2018 ESA Annual Meeting (August 5 -- 10)

COS 67-3 - Linking life history theory, population genetics and population ecology using evolutionary demography: A matrix population model approach

Wednesday, August 8, 2018: 8:40 AM
355, New Orleans Ernest N. Morial Convention Center
Charlotte de Vries and Hal Caswell, Institute for Biodiversity and Ecosystem Dynamics, University of Amsterdam, Amsterdam, Netherlands
Background/Question/Methods

Evolutionary change and population dynamics are linked through the birth and death processes that drive them both. Demography is therefore central to understanding evolution and a truly eco-evolutionary framework must provide a map from genotype to phenotype, from phenotype to demographic processes, and from demography to (stage)x(genotype) dynamics (fitness, in a general sense). In this talk, we present a new model framework which incorporates basic Mendelian genetics into the powerful demographic framework of matrix population models. Any kind of ecological process can be included in the demographic component of the model: age- or stage-classified life histories of arbitrary complexity, linear or non-linear (density-dependent) dynamics, constant or time-varying (periodic or stochastic) environments. In addition, the model can incorporate genes that differentially affect males and females, and hence describes the evolution of sexually dimorphic traits.

Results/Conclusions

We solve the problem of the maintenance of heritable variation in the presence of eco-evolutionary interactions, by deriving conditions for a protected polymorphism. We show that only under special circumstances is heterozygote superiority in fitness, as measured by genotype specific population growth rate, a necessary or a sufficient condition for a genetic polymorphism. As a consequence, average fitness in the population does not always increase and populations can go extinct due to evolutionary suicide.
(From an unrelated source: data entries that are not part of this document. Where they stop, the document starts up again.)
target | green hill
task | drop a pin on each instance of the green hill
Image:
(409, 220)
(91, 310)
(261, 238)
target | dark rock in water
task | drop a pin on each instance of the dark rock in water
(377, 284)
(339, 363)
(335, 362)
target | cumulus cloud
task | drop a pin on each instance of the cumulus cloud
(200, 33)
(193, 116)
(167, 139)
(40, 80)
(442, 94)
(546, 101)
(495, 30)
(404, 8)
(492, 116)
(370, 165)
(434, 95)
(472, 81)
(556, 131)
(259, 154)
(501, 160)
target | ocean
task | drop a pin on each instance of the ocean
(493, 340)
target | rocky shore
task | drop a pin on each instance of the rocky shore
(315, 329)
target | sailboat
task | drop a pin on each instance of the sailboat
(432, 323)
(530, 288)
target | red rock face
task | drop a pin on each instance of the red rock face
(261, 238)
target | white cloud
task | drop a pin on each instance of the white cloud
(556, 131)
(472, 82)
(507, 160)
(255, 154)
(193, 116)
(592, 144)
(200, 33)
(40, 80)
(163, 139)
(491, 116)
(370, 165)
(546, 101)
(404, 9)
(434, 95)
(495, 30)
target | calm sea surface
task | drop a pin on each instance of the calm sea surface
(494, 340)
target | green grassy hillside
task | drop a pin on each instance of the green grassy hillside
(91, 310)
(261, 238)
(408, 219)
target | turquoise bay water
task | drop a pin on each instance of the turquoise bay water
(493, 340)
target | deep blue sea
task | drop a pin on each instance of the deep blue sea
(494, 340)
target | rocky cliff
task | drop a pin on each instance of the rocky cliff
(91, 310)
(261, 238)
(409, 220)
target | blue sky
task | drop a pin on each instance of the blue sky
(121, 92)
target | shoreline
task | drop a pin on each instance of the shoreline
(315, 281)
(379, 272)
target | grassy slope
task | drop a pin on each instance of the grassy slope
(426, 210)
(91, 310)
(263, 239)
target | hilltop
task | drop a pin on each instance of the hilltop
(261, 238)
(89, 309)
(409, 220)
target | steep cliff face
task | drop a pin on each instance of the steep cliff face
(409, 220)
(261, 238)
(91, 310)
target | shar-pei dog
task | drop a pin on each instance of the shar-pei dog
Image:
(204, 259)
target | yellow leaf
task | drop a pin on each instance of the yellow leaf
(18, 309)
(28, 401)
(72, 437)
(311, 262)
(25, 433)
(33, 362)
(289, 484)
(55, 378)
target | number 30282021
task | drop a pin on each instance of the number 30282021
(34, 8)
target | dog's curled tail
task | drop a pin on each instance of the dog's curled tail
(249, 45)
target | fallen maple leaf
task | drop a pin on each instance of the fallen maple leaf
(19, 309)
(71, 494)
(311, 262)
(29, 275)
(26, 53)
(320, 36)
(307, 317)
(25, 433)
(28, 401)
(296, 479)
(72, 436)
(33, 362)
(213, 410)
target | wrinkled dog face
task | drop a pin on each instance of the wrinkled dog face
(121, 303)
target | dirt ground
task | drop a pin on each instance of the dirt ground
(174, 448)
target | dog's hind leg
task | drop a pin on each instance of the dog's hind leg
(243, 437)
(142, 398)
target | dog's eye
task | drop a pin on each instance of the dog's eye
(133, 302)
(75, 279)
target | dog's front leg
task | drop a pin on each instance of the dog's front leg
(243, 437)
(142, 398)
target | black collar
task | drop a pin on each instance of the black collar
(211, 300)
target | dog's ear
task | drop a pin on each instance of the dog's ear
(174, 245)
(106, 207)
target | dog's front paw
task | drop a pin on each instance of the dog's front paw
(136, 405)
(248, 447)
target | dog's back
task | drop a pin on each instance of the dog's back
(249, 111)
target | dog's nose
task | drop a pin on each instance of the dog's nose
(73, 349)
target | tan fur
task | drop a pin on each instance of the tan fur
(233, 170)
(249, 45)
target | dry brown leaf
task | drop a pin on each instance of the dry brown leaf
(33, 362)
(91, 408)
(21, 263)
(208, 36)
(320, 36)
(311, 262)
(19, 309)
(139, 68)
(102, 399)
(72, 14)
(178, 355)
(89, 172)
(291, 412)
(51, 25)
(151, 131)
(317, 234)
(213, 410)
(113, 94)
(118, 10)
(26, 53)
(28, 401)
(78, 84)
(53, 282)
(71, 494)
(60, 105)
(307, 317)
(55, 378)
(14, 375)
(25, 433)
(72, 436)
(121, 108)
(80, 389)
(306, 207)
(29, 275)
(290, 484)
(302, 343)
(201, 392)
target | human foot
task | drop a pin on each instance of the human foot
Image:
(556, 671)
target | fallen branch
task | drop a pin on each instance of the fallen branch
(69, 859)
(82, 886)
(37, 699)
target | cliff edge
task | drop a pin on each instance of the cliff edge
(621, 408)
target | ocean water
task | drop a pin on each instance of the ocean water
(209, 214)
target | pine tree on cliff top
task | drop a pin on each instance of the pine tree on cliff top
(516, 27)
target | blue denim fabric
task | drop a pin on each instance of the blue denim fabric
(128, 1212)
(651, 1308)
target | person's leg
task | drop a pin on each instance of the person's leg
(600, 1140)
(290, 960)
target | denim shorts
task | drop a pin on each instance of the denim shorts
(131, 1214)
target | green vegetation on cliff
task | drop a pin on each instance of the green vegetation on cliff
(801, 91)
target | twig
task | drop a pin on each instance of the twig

As an example, we present results on the maintenance of a colour polymorphism and the effect of assortative mating in the common buzzard (Buteo buteo). By varying the level of assortative mating in the model from purely random mating to perfect assortative mating, we show that assortative mating negatively impacts the population growth rate.

In this approach, each genotype has its own set of demographic rates. Therefore, selection may operate through differences in age- or stage-specific survival, fertility, or development. The flexibility of this approach provides a basis for studying a range of eco-evolutionary questions.